W organizmie kobiety ciężarnej ogromnie ważne funkcje pełni żelazo. Odgrywa ono rolę m.in. w prawidłowym funkcjonowaniu układu krwionośnego i w przenoszeniu tlenu z płuc do wszystkich komórek ciała. Żelazo jest składnikiem niezbędnym do produkcji czerwonych krwinek i hemoglobiny. W czasie ciąży zapotrzebowanie na żelazo jest większe ze względu na pokrycie potrzeb tkanek płodu, łożyska i zwiększającej się masy hemoglobiny. W I trymestrze wzrost zapotrzebowania na żelazo o około 1 mg. W III trymestrze o około 7,5 mg. Z tego powodu dieta kobiet ciężarnych powinna być szczególnie bogata w żelazo.

Problematyczny może okazać się fakt, że według norm zapotrzebowanie na ten składnik w czasie ciąży zwiększa się do 27 mg/dzień. Institute of Medicine zaproponował w przypadku wegetarian jeszcze wyższe zapotrzebowanie – o 80%. Według takich wytycznych ciężarna weganka powinna spożywać ok. 48 mg żelaza dziennie. Jednak  jest to bardzo duża ilość i praktycznie niemożliwa do uzyskania z samej diety bez dodatku suplementów. Ponieważ dieta roślinna jest bogata w błonnik pokarmowy i zwiększenie w diecie źródeł żelaza powodowałoby wyższe spożycie błonnika, jest praktycznie nierealne, aby kobieta ciężarna mogła zjeść tak dużą ilość żelaza z samej diety.
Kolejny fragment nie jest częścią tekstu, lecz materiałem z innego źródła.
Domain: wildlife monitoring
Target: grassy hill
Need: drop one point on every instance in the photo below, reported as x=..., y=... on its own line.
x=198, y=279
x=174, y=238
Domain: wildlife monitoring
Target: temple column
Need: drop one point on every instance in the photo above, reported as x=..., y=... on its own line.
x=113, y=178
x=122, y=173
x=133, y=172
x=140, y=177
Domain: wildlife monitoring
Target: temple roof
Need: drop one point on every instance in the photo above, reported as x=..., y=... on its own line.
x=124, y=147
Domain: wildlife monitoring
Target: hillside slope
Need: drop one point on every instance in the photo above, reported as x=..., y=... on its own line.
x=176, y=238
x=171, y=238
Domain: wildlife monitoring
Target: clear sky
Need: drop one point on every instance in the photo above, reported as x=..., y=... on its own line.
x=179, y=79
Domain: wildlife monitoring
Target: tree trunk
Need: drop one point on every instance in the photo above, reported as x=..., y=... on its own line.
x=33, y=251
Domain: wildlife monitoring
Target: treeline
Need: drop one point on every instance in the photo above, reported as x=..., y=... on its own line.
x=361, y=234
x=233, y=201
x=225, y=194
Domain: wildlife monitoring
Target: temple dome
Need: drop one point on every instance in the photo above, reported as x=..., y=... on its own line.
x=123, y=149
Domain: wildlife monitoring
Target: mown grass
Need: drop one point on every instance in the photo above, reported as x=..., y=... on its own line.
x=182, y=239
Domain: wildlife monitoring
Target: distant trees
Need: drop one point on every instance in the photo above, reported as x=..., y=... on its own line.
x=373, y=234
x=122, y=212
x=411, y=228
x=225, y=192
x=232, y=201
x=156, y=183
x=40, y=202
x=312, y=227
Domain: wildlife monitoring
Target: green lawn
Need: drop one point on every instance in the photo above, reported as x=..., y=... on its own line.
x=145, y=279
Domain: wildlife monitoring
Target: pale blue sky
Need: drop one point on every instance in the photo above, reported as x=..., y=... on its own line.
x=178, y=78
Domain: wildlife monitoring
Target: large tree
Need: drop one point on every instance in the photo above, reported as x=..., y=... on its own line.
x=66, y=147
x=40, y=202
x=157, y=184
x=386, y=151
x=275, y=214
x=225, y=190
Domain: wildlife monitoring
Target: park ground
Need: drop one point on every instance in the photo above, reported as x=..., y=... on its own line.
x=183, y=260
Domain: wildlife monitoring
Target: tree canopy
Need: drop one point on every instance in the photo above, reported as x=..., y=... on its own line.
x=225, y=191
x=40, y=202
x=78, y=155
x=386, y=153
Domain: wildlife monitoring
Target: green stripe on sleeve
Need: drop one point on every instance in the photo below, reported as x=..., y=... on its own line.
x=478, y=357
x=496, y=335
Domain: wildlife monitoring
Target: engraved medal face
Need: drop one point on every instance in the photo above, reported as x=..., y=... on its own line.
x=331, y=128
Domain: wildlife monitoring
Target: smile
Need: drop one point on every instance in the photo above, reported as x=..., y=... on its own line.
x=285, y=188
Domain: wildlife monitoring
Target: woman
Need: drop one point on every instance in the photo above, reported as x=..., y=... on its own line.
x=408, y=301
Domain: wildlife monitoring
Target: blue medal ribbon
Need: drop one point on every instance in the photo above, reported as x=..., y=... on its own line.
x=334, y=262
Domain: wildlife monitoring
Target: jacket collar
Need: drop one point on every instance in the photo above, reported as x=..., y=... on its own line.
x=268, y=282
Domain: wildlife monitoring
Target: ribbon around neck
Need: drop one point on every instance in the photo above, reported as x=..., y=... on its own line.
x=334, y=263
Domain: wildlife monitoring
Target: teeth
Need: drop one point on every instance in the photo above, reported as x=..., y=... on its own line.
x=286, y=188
Polecam więc zwrócić uwagę na poprawę biodostępności tego składnika.

Aby poprawić przyswajalność żelaza niehemowego (ze źródeł roślinnych), produkty, które są jego źródłem należy w posiłkach łączyć z witaminą C i unikać popijania posiłków herbatą oraz kawą. Witamina  może istotnie zwiększyć biodostępność żelaza poprzez redukcję go do formy niehemowej (bardziej przyswajalnej). Polifenole z kawy czy herbaty mogą natomiast istotnie zredukować przyswajalność żelaza z posiłków (nawet w 70-90%). O żelazie jest obszerny post na blogu w innym miejscu, więc od razu zapraszam cię tam (post o żelazie).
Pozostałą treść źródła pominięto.